Selain itu, juga perlu melakukan evaluasi tata ruang yang berwawasan lingkungan, pengembangan sistem informasi dan peringatan dini yang akurat, penyusunan dan penerapan peraturan perundangan yang mendukung perlindungan lingkungan, dan peningkatan kapasitas sumber daya manusia yang memiliki pemahaman dan keterampilan tentang perubahan iklim.
Kedua, langkah mitigasi, yaitu upaya memperlambat laju pemanasan global dan perubahan iklim dengan mengurangi emisi Gas Rumah Kaca (GRK) dan meningkatkan penyerapan GRK. Langkah ini bisa ditempuh dengan melakukan transisi energi dari energi fosil ke energi terbarukan, seperti surya, angin, dan biomassa, yang dapat mengurangi ketergantungan pada bahan bakar minyak.
Selain itu, juga perlu melakukan pengelolaan hutan yang lestari, penggunaan pupuk organik dan biopestisida, serta partisipasi pribadi dan komunitas dalam penghematan dan daur ulang sumber daya.
Ketiga, langkah adaptasi, yaitu upaya penyesuaian diri dengan kondisi iklim yang berubah dengan mengurangi kerentanan dan meningkatkan ketahanan terhadap dampak perubahan iklim. Antara lain, dengan melakukan penyesuaian pola tanam yang lebih tahan terhadap kekeringan.
Selain itu, juga perlu menggunakan varietas unggul yang adaptif terhadap stres iklim, penganekaragaman pertanian, teknologi pengelolaan lahan, air, dan pupuk yang efisien, diversifikasi pangan, pengembangan sistem informasi, penyuluhan, kelompok kerja, dan asuransi pertanian.

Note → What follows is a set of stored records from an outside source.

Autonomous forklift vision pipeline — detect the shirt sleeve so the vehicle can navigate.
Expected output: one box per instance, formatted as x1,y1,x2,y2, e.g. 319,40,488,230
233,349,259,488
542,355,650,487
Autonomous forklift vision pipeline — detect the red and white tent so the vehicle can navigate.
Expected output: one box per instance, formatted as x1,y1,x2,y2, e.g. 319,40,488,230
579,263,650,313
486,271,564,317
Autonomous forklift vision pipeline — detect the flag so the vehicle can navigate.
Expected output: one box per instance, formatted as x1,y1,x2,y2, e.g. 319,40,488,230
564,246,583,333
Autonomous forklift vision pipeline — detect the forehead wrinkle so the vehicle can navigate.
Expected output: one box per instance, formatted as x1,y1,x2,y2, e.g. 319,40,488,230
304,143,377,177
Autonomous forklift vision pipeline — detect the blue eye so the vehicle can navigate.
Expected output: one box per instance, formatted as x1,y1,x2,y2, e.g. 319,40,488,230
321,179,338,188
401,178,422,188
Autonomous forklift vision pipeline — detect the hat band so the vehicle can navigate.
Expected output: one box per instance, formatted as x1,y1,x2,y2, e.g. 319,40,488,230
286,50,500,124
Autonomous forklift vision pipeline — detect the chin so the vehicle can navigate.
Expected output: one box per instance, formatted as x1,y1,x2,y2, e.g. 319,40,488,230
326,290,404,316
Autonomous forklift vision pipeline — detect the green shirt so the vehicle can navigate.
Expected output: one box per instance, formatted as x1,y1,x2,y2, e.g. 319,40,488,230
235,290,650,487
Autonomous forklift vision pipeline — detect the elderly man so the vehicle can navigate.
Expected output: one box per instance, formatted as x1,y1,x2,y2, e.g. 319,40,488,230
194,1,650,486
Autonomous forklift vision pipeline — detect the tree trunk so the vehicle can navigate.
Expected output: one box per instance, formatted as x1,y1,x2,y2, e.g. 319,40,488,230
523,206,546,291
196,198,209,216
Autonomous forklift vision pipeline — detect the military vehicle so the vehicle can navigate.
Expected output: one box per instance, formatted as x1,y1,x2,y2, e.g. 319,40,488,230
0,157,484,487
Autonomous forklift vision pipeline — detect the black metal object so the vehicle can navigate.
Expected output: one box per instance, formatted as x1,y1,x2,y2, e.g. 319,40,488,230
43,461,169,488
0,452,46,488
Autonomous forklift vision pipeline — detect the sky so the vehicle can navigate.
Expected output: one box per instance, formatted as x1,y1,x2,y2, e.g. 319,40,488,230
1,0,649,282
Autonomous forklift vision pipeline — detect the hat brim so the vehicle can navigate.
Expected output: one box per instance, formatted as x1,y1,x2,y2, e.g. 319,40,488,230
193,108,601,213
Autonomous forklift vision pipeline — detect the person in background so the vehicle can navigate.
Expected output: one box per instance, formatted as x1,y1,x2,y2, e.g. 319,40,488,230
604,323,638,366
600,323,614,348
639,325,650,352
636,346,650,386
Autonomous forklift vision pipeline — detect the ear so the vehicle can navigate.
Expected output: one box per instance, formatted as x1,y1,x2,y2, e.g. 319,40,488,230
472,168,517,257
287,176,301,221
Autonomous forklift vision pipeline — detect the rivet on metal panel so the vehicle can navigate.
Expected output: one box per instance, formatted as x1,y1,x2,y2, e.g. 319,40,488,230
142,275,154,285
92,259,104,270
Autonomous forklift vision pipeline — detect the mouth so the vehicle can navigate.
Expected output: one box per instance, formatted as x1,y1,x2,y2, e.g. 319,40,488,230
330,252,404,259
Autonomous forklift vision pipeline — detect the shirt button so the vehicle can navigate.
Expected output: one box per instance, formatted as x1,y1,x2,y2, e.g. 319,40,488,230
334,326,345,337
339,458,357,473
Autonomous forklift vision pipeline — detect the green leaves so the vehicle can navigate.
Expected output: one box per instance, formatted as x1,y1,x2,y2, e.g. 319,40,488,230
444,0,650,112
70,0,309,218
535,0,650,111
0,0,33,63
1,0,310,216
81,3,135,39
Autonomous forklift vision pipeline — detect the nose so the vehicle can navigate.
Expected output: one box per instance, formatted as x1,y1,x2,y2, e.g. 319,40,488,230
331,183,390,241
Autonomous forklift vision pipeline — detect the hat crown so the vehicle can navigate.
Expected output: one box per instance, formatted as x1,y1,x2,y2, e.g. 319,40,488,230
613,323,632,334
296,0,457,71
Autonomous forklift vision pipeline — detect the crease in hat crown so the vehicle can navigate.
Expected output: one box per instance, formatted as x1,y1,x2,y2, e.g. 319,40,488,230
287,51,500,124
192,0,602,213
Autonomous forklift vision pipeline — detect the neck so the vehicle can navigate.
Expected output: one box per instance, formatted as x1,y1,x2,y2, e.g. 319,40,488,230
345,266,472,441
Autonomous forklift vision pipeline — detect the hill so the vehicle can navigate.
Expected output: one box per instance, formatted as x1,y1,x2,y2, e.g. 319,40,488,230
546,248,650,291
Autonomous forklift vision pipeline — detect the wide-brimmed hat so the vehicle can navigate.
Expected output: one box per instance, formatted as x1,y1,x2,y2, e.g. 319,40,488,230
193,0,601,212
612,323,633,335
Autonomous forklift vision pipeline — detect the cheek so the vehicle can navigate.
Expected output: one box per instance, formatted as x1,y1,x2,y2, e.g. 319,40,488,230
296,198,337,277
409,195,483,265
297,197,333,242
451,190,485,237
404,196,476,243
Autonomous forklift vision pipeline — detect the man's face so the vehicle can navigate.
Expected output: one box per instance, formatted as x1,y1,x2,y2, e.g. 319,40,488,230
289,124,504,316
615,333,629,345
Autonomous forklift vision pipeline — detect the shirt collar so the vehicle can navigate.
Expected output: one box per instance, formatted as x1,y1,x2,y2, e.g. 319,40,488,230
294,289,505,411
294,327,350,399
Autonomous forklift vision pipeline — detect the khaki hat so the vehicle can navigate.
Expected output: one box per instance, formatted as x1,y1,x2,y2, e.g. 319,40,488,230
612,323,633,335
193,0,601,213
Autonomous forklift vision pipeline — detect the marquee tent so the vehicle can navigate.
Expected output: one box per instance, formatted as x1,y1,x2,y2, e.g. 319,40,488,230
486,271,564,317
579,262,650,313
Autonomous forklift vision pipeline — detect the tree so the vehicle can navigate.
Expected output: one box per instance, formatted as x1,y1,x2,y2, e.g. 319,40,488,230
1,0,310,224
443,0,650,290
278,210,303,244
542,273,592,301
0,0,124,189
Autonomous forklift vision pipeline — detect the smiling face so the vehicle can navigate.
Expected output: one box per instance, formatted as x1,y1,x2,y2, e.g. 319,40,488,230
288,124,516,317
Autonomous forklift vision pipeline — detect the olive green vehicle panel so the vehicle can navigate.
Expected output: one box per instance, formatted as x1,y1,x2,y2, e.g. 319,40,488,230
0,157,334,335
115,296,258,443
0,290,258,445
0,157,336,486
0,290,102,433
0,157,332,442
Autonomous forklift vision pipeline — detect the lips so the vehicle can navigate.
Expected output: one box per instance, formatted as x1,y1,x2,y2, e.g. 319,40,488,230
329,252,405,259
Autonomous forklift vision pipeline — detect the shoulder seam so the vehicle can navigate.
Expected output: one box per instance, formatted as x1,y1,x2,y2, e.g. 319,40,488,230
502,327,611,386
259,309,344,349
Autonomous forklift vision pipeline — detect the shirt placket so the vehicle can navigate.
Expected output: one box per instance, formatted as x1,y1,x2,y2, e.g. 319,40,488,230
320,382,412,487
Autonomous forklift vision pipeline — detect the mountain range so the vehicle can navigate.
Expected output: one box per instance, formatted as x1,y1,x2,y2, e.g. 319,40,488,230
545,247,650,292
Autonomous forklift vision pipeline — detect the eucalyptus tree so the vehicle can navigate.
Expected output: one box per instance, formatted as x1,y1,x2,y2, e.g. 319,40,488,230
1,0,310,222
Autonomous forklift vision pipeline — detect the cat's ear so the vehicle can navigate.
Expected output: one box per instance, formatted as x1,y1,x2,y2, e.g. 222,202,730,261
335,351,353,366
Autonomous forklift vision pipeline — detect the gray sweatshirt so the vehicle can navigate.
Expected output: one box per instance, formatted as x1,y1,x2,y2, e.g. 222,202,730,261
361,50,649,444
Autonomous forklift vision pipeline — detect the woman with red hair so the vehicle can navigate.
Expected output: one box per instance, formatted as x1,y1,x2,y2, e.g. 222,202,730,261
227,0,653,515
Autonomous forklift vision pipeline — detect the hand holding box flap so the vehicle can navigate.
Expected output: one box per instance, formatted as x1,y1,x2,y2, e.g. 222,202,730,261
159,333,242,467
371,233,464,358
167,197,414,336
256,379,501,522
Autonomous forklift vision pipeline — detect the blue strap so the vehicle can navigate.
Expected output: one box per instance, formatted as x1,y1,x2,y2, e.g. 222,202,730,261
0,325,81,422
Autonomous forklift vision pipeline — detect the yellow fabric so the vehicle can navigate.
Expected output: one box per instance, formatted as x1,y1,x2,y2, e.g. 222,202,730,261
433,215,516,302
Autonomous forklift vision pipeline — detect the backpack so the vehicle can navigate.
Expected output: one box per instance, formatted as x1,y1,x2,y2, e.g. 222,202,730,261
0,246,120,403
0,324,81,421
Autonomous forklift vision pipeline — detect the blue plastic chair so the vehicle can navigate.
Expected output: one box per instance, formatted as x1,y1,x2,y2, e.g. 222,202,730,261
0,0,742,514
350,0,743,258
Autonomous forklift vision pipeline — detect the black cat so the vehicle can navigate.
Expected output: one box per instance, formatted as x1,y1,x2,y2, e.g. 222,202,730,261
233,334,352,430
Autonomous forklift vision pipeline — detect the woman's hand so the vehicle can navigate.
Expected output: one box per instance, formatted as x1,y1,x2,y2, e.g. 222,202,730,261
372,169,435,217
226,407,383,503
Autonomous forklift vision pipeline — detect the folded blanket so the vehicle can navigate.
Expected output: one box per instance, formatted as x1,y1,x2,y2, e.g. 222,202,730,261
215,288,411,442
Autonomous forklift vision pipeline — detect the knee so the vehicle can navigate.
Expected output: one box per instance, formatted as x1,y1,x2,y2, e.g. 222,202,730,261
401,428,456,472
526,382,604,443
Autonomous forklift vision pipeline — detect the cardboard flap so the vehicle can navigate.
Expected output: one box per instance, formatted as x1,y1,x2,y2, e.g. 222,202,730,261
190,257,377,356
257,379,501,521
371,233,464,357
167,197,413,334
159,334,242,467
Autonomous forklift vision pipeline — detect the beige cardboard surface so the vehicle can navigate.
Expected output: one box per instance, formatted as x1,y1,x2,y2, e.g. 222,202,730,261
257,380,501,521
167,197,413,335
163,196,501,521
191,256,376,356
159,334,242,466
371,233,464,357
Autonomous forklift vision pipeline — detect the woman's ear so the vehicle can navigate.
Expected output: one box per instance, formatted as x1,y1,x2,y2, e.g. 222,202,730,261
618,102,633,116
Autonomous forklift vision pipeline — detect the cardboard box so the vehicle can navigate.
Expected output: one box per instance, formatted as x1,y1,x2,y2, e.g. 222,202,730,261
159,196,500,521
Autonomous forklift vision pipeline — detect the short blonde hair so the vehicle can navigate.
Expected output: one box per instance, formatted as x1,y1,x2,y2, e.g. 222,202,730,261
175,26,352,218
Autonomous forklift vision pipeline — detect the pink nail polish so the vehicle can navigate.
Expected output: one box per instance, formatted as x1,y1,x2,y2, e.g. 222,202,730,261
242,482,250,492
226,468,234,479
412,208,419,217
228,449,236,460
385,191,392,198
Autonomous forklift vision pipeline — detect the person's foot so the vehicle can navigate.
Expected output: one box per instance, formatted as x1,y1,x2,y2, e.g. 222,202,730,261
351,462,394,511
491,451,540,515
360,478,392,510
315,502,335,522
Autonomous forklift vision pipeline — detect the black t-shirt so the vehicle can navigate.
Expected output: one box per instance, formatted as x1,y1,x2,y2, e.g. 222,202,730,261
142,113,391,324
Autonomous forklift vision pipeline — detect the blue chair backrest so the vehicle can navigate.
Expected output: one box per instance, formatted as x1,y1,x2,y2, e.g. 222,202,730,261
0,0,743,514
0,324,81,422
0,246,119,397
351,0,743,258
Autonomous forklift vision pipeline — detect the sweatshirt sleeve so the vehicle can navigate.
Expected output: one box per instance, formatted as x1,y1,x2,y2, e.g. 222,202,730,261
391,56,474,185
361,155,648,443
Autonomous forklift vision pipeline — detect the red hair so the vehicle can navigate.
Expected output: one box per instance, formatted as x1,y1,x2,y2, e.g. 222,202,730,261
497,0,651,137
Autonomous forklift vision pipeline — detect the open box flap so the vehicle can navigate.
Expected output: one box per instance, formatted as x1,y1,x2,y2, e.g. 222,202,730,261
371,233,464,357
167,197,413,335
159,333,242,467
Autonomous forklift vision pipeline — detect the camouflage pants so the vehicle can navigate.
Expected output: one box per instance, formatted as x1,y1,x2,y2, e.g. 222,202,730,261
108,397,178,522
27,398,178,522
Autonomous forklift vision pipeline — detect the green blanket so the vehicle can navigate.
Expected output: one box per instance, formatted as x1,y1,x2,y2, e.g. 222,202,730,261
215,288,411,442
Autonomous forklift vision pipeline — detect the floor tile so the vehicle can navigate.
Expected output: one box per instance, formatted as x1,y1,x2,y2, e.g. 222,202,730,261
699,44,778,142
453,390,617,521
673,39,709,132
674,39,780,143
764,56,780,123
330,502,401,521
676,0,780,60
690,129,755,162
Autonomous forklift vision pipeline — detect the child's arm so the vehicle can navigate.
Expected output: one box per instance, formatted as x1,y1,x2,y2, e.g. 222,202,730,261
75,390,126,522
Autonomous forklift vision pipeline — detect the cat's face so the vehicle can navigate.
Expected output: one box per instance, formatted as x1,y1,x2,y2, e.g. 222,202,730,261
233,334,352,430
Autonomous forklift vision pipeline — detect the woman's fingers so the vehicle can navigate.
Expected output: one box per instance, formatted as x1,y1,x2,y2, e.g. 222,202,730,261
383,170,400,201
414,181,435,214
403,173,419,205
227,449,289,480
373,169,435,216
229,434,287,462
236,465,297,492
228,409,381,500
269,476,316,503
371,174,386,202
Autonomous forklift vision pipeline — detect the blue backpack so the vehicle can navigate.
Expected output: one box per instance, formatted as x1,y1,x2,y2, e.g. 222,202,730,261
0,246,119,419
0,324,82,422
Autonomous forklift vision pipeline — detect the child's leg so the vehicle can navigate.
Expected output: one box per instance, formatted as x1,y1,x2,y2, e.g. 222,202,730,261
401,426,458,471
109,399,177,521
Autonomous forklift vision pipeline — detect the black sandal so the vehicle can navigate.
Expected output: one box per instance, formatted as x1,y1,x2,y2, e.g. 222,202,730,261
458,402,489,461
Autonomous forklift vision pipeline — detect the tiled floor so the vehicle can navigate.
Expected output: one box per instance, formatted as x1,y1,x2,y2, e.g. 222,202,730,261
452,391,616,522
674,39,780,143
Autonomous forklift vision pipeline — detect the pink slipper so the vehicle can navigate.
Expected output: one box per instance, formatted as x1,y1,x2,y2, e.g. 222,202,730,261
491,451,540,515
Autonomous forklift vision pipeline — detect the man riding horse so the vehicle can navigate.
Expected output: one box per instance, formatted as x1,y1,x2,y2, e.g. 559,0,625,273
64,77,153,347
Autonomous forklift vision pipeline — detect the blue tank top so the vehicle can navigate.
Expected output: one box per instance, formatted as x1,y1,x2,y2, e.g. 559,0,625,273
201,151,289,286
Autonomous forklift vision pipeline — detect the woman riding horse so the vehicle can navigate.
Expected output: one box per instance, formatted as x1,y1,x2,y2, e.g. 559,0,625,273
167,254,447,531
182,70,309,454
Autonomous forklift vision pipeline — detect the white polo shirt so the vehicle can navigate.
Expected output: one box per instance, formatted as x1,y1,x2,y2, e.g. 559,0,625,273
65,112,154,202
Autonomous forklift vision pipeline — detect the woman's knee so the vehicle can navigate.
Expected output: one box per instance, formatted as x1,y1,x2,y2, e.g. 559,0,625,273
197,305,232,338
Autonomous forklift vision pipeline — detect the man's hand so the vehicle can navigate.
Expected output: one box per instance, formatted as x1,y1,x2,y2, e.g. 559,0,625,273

Selain itu, peran aktif penyuluh pertanian sebagai ujung tombak pertanian di daerah untuk mengedukasi petani juga perlu ditingkatkan. Hal ini harus ditunjang dengan penyediaan bahan edukasi dan pendampingan, serta sarana produksi pertanian (Saprodi) pendukung yang memadai.
Harapannya pemerintah dan masyarakat dapat bekerja sama untuk mewujudkan solusi ini demi menjaga ketahanan pangan dan kesejahteraan masyarakat. Semoga fenomena ini menjadi pelajaran bagi kita semua untuk lebih peduli dan bertanggung jawab terhadap lingkungan kita. (Red)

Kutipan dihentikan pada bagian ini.